Section titled “Builder reference (selected)”
GroupMethods
SizeMaxSize, MinSize, SizeRange
MIMEAccept, AcceptImages, AcceptDocuments, AcceptAudio, AcceptVideo, AcceptMedia, AcceptAll, StrictMIME
ExtensionsExtensions, BlockExtensions, RequireExtension, AllowNoExtension
FilenameMaxNameLength, FileNamePattern, FileNamePatternString, DangerousChars
ContentWithContentValidation, WithoutContentValidation, RequireContentValidation, WithRegistry, WithMinimalRegistry

By default content validation failures are non-blocking warnings. Call RequireContentValidation() to make them hard errors.

Supported formats

Section titled “Supported formats”

The validator covers 60+ formats grouped roughly as:

  • Images — JPEG, PNG, GIF, WebP, BMP, TIFF, ICO, SVG, HEIC, AVIF. Image content validators check dimensions and total pixels via image.DecodeConfig (header read only).
  • Documents — PDF (header/trailer structure check), DOCX/XLSX/PPTX (treated as ZIP, with macro detection). RTF, DOC, .docm/.xlsm/.pptm are recognised; macro-enabled Office formats are blocked by default.
  • Archives — ZIP, TAR, GZIP, TAR.GZ. Run through the archive validator by default. RAR, 7z, BZIP2, XZ are recognised by magic bytes only.
  • Audio — MP3, WAV, OGG, FLAC, AAC, M4A, MIDI.
  • Video — MP4, WebM, MKV, AVI, MOV, FLV, 3GP, M4V.
  • Text & data — JSON (depth limit), XML (XXE protection, depth limit), CSV (UTF-8 / row+col limits), HTML, plain text.
  • Executables — EXE/DLL, ELF, Mach-O, shell scripts. Detected so you can block them.
  • Fonts — TTF, OTF, WOFF, WOFF2.

The full table lives in filevalidator/SUPPORTED.md in the source tree.

Archive security

Section titled “Archive security”

Archive validation defaults are conservative:

// DefaultArchiveValidator():
// MaxCompressionRatio: 100
// MaxFiles:            1000
// MaxUncompressedSize: 1 GiB
// MaxNestedArchives:   3

Detects:

  • Zip bombs — ratio of uncompressed to compressed bytes exceeds the limit.
  • Nested archive attacks — archives within archives beyond the configured depth.
  • Path traversal../ segments and absolute paths in entry names.
  • File-count bombs — archives whose entry count exceeds the limit.

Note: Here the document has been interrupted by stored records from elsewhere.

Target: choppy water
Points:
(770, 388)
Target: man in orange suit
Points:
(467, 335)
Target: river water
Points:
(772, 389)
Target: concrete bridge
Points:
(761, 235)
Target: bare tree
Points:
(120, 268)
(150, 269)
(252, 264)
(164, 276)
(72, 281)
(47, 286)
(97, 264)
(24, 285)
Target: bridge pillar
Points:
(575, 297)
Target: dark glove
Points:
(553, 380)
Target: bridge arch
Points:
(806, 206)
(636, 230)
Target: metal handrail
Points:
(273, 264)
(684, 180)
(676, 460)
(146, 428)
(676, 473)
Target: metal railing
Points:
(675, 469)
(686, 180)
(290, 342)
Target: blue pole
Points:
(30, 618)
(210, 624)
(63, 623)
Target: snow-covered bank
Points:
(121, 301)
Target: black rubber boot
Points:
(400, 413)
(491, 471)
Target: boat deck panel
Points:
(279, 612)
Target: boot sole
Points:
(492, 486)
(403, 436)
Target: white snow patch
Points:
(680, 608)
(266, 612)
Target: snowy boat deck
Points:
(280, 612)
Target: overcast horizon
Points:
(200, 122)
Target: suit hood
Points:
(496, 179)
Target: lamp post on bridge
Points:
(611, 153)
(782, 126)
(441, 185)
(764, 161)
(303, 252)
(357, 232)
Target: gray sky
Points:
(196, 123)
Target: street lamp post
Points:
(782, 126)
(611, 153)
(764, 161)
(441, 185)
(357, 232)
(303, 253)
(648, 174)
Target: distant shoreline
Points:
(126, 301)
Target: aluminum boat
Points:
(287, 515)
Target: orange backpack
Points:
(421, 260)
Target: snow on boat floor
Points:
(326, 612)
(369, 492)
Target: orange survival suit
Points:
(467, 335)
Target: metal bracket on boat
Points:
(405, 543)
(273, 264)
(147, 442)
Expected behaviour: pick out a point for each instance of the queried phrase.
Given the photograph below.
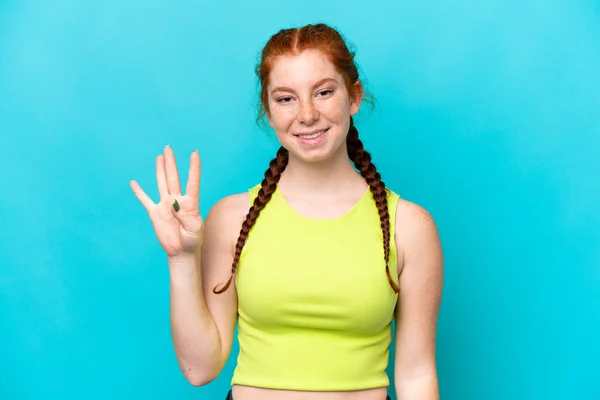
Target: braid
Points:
(268, 186)
(362, 160)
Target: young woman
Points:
(315, 262)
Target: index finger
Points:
(193, 185)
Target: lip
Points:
(310, 132)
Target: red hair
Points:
(292, 42)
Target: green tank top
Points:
(314, 303)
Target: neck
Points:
(334, 175)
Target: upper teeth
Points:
(312, 136)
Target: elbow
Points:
(198, 379)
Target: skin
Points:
(305, 93)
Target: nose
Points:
(308, 113)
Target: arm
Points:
(203, 323)
(421, 282)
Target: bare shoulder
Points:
(412, 216)
(416, 230)
(229, 212)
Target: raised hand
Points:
(176, 218)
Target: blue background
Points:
(487, 115)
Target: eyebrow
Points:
(287, 89)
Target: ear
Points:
(356, 97)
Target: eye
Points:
(325, 92)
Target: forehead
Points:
(304, 68)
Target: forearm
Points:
(195, 335)
(423, 387)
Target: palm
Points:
(181, 231)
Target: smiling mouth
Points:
(313, 135)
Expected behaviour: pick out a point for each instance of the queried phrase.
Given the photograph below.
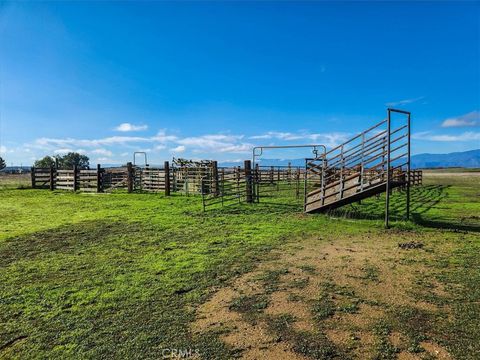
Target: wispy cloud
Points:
(466, 136)
(178, 149)
(466, 120)
(405, 101)
(127, 127)
(328, 139)
(112, 140)
(103, 152)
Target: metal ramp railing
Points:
(374, 161)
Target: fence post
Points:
(129, 177)
(387, 186)
(51, 177)
(167, 178)
(99, 178)
(216, 188)
(75, 179)
(248, 180)
(32, 175)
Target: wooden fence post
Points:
(75, 178)
(129, 177)
(99, 179)
(52, 179)
(167, 178)
(248, 180)
(32, 175)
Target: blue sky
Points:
(210, 80)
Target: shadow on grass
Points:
(429, 207)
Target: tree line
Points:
(67, 161)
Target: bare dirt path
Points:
(325, 299)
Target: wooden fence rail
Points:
(204, 180)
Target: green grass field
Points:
(127, 275)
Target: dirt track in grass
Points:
(338, 293)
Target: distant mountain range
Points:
(467, 159)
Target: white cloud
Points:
(62, 151)
(470, 119)
(102, 151)
(405, 101)
(327, 139)
(178, 149)
(126, 127)
(466, 136)
(216, 143)
(112, 140)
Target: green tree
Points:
(45, 162)
(68, 161)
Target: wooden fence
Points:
(186, 180)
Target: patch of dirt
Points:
(436, 350)
(360, 277)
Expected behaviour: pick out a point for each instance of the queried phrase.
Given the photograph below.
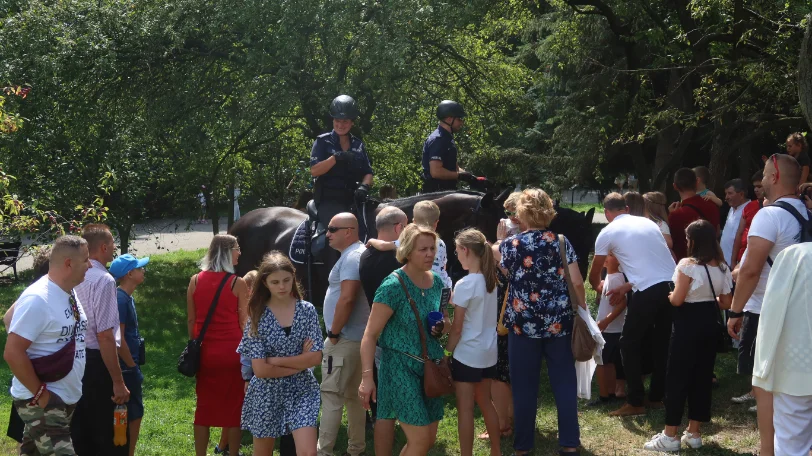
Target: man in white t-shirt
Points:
(48, 318)
(736, 199)
(644, 257)
(773, 229)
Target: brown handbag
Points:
(437, 380)
(583, 345)
(501, 329)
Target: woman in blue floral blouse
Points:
(539, 316)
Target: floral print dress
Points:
(538, 300)
(275, 407)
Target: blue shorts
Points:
(133, 379)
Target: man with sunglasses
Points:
(346, 312)
(773, 229)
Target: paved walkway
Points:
(156, 236)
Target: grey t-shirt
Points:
(347, 269)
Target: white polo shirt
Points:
(640, 248)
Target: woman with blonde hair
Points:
(392, 326)
(656, 210)
(219, 386)
(539, 316)
(283, 341)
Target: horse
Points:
(263, 230)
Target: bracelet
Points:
(36, 397)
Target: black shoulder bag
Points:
(189, 361)
(721, 343)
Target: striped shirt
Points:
(98, 296)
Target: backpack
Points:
(805, 235)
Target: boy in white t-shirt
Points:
(611, 380)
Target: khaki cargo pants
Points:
(340, 379)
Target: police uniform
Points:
(334, 190)
(439, 145)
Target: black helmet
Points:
(344, 107)
(448, 108)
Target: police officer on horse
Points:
(340, 165)
(440, 168)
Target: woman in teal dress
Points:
(392, 326)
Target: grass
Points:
(169, 397)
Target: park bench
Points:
(10, 254)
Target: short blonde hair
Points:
(512, 201)
(408, 240)
(426, 213)
(535, 208)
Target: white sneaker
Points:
(748, 397)
(690, 439)
(662, 443)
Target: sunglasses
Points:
(335, 229)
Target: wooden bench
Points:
(10, 254)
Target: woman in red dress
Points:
(220, 387)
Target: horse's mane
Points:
(412, 200)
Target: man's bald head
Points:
(785, 179)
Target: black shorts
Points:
(747, 344)
(466, 374)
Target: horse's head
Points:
(577, 227)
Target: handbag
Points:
(583, 345)
(436, 374)
(56, 366)
(721, 345)
(501, 329)
(189, 360)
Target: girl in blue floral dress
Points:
(284, 342)
(539, 316)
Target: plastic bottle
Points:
(120, 425)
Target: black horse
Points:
(263, 230)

Tune them by passing your own constraints to the builder via WithRegistry(...).

XML / XXE protection

Section titled “XML / XXE protection”

DefaultXMLValidator() rejects DTDs (which is how XXE is delivered) and limits depth to 100. JSON and CSV validators apply equivalent limits.

Content-validation modes

Section titled “Content-validation modes”
  • WithoutContentValidation() — MIME + size + extension only. Fastest.
  • WithContentValidation() — runs the registered content validator for the detected MIME type. Failures are logged but not blocking.
  • RequireContentValidation() — same as above, but failures hard-fail the validation.

Integration with filekit

Section titled “Integration with filekit”
import (
    "github.com/gobeaver/filekit"
    "github.com/gobeaver/filekit/filevalidator"
)


v := filevalidator.ForImages().MaxSize(5 * filevalidator.MB).Build()
vfs := filekit.NewValidatedFileSystem(fs, v)

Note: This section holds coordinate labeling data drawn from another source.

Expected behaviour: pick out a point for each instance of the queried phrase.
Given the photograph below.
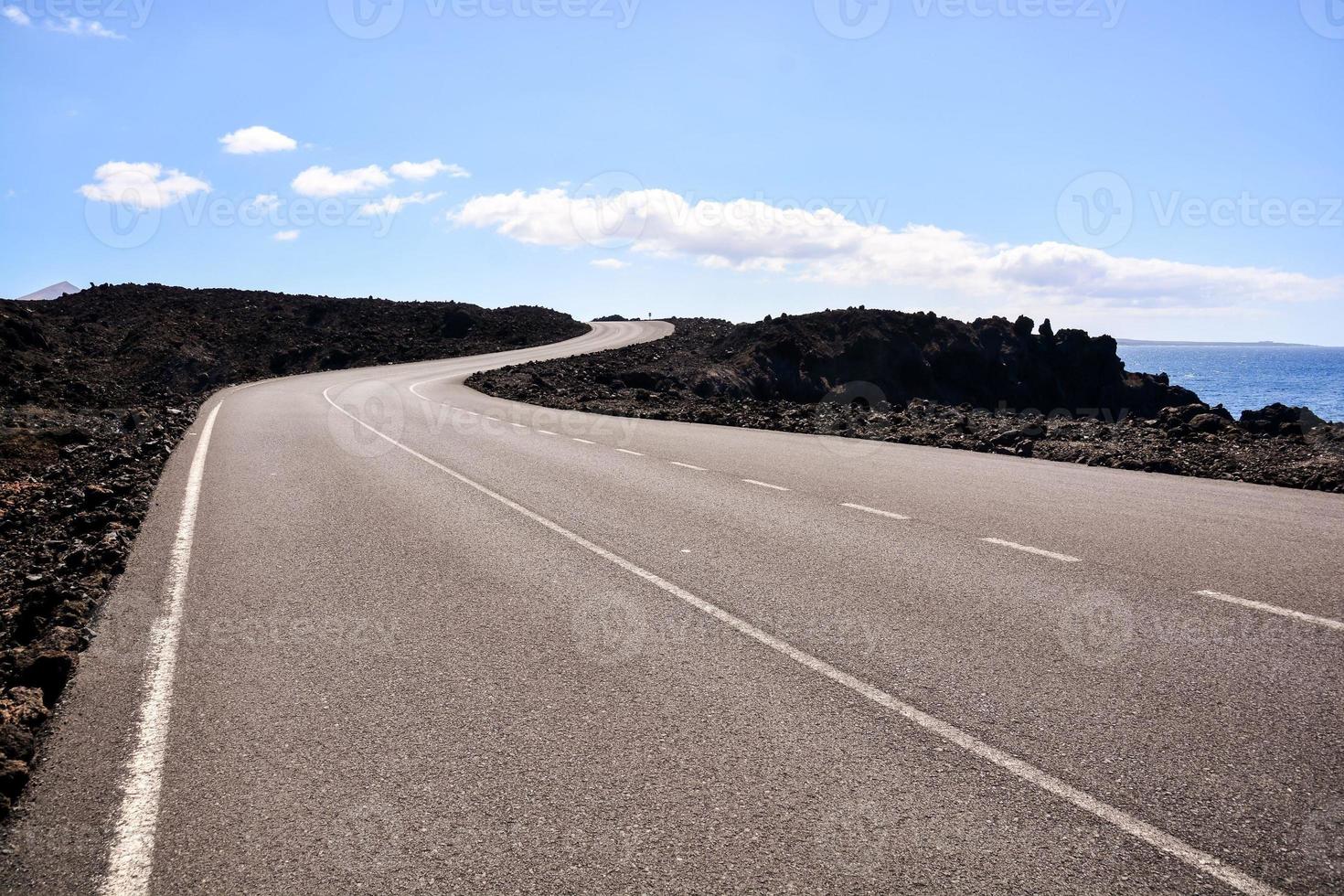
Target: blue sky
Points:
(731, 157)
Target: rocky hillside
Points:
(921, 379)
(97, 387)
(987, 363)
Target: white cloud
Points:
(426, 169)
(142, 185)
(80, 27)
(257, 139)
(322, 182)
(390, 205)
(826, 246)
(265, 203)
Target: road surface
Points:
(385, 635)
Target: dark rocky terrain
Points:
(920, 379)
(96, 389)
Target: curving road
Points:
(385, 635)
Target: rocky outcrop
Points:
(987, 363)
(1029, 394)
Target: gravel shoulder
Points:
(1052, 397)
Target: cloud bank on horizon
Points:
(821, 245)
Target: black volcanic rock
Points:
(920, 379)
(94, 391)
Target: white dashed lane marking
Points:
(1019, 769)
(1027, 549)
(1275, 610)
(866, 509)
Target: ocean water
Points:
(1243, 378)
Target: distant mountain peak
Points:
(56, 291)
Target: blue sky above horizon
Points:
(1149, 169)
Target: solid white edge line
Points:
(132, 852)
(1020, 769)
(1275, 610)
(1027, 549)
(867, 509)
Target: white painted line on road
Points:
(866, 509)
(1062, 558)
(1270, 607)
(1160, 840)
(132, 853)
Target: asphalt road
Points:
(428, 641)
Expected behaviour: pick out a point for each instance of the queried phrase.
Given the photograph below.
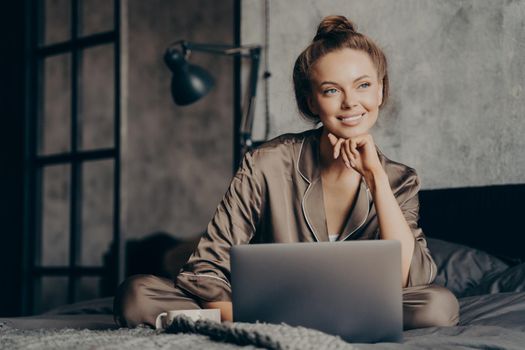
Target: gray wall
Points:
(457, 70)
(177, 161)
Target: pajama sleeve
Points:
(422, 267)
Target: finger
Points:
(345, 157)
(332, 138)
(337, 148)
(353, 148)
(351, 158)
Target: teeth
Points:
(352, 118)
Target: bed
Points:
(491, 292)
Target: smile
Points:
(351, 119)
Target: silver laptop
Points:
(349, 289)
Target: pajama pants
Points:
(141, 298)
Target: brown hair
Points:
(334, 33)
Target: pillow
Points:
(461, 268)
(510, 280)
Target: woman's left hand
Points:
(357, 152)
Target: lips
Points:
(351, 119)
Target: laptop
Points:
(349, 289)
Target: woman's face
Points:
(346, 93)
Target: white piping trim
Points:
(431, 270)
(203, 275)
(304, 212)
(297, 164)
(367, 212)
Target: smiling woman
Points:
(326, 184)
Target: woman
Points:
(324, 184)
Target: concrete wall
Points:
(457, 72)
(177, 161)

// Every Write goes through v before reaching fs.
_, err := vfs.Write(ctx, "photo.jpg", reader)

Per-write override:

_, _ = fs.Write(ctx, "doc.pdf", reader,
    filekit.WithValidator(filevalidator.ForDocuments().Build()),
)

See the decorators section for the streaming behaviour for non-seekable readers (filekit reads only the first 512 bytes for header checks in that case).